Langsung ke konten utama

Begitulah

Dari dulu saya membenci perdebatan lelaki dan wanita, pembahasan ihwal gender adalah suatu hal yang bulshit menurut saya, karena ini hanya tentang stigma masyarakat saja. Akan tetapi, akhir-akhir ini saya mulai kembali mempertanyakan mengenai hal itu, karena suatu konstruksi sosial biasanya hanya ada karena dua kemungkinan, jika tidak berdasar pengalaman dari banyak orang yang akhirnya menjadi sebuah kesepakatan sosial, ya berarti dari konstruksi yang sengaja dibangun dengan maksud tertentu.

Entah ini masuk dalam pengertian yang mana, karena ini memang murni dari kegelisahan hati saya. Tak ada sangkut pautnya dengan keilmuan manapun.

Saya mulai pembahasan dengan hal yang akhir-akhir ini sering diperbincangkan, mengenai isi kepala lelaki. Tak kalah rumitnya dengan isi hati perempuan, lelaki memiliki segudang rahasia yang hanya dia, Tuhan, dan otaknya yang tahu. 

Stigma jika lelaki adalah makhluk kuat yang tidak boleh cengeng, seperti yang di dengungkan oleh mbah Tejo, mungkin bisa menjadi belatih bermata dua. Di sisi lain menjadikan stigma lelaki menjadi makhluk superior yang sangat kuat, sementara itu di waktu yang sama menjadikan "cambuk" bagi dirinya sendiri untuk bisa menahan air matanya lebih banyak dan luka lebih dalam lagi.

Saya juga lupa, kapan terakhir kali saya menangis. Namun satu yang saya ingat, kondisi tahun lalu yang hampir membuat saya gila karena segala drama kehidupan yang mempontang-panting kan saya, tidak ada teman bercerita, hingga menjadikan saya manusia yang agak menjengkelkan.
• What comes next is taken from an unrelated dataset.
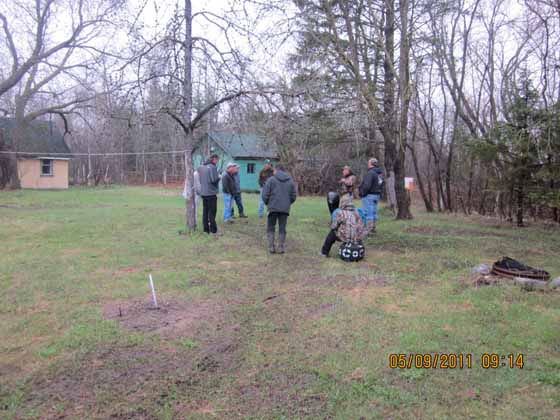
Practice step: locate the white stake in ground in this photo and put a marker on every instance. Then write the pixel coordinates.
(153, 292)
Itu yang mereka katakan.

Lelaki dan curhat, adalah suatu ketidakmungkinan, apalagi jika bercerita pada teman lelakinya. Hanya ejekan dan perundungan yang mungkin ia dapat, hal ini seperti yang saya katakan tadi diatas. Mbah Tejo peenah berkata "jika Tuhan menciptakan bahu lelaki untuk bersandar perempuan, dan menciptakan air mata perempuan agar lelaki melupakan air matanya sendiri,"

Terkesan bijak dan ksatria, namun kesialan stigma yang mengakar kuat ini akhirnya menuntun lelaki kadang lebih baik merenung, mengurung, atau bahkan ke hal negatif seperti mabuk.

Berbicara perihal pelarian, tak semua lelaki mabuk, tapi biasanya mereka yang mencari aman agar tidak terjerembab dalam hal itu lebih memilih untuk merokok. 

Benar, entah bagaimana bisa kumpulan tembakau, cengkeh, dan kertas yang dibakar itu bisa menjadi teman melamun saat isi otaknya terasa ingin pecah. Memikirkan masa depan, keluarga, ekonomi, tanggung jawab atau bahkan umat. Tetaplah dilakukan dengan lamunan yang ditemani dengan rokok dan kopi. Hal ini membuat saya menemukan sekaligus menjawab sebuah hipotesa baru yang saya cari selama ini, mengapa dulunya rokok yang pada awalnya akrab dengan wanita, berganti pada genggaman lelaki.

Bayangkan saja, otak sekecil ini dipaksa untuk bisa berbagi jutaan hal yang harus direncanakan dan dipikirkan. Lelaki terbiasa hidup dengan stigma jika senjatanya adalah logika, dan mengubur dalam-dalam perasaannya. Terkadang menjadi bingung ketika bertemu dengan keduanya dalam dirinya. Terjadi konflik batin yang hanya dia sendiri mengetahuinya.

Syahdan, mungkin setelah tulisan ini tayang dan terbaca oleh pembaca budiman yang sudah rindu dengan tulisan saya, akan merasa kesal dan memaki saya ihwal celoteh ngalor-ngidul yang tak jelas arahnya. Tapi tulisan ini lahir, tidak lebih hanya karena saya ingin membuang sampah yang sudah menumpuk di otak saya. 

Sekali lagi terimakasih untuk semuanya yang sudah sudi membuang waktunya untuk membaca ini. Silahkan komentar, saya mau ke kamar mandi dulu.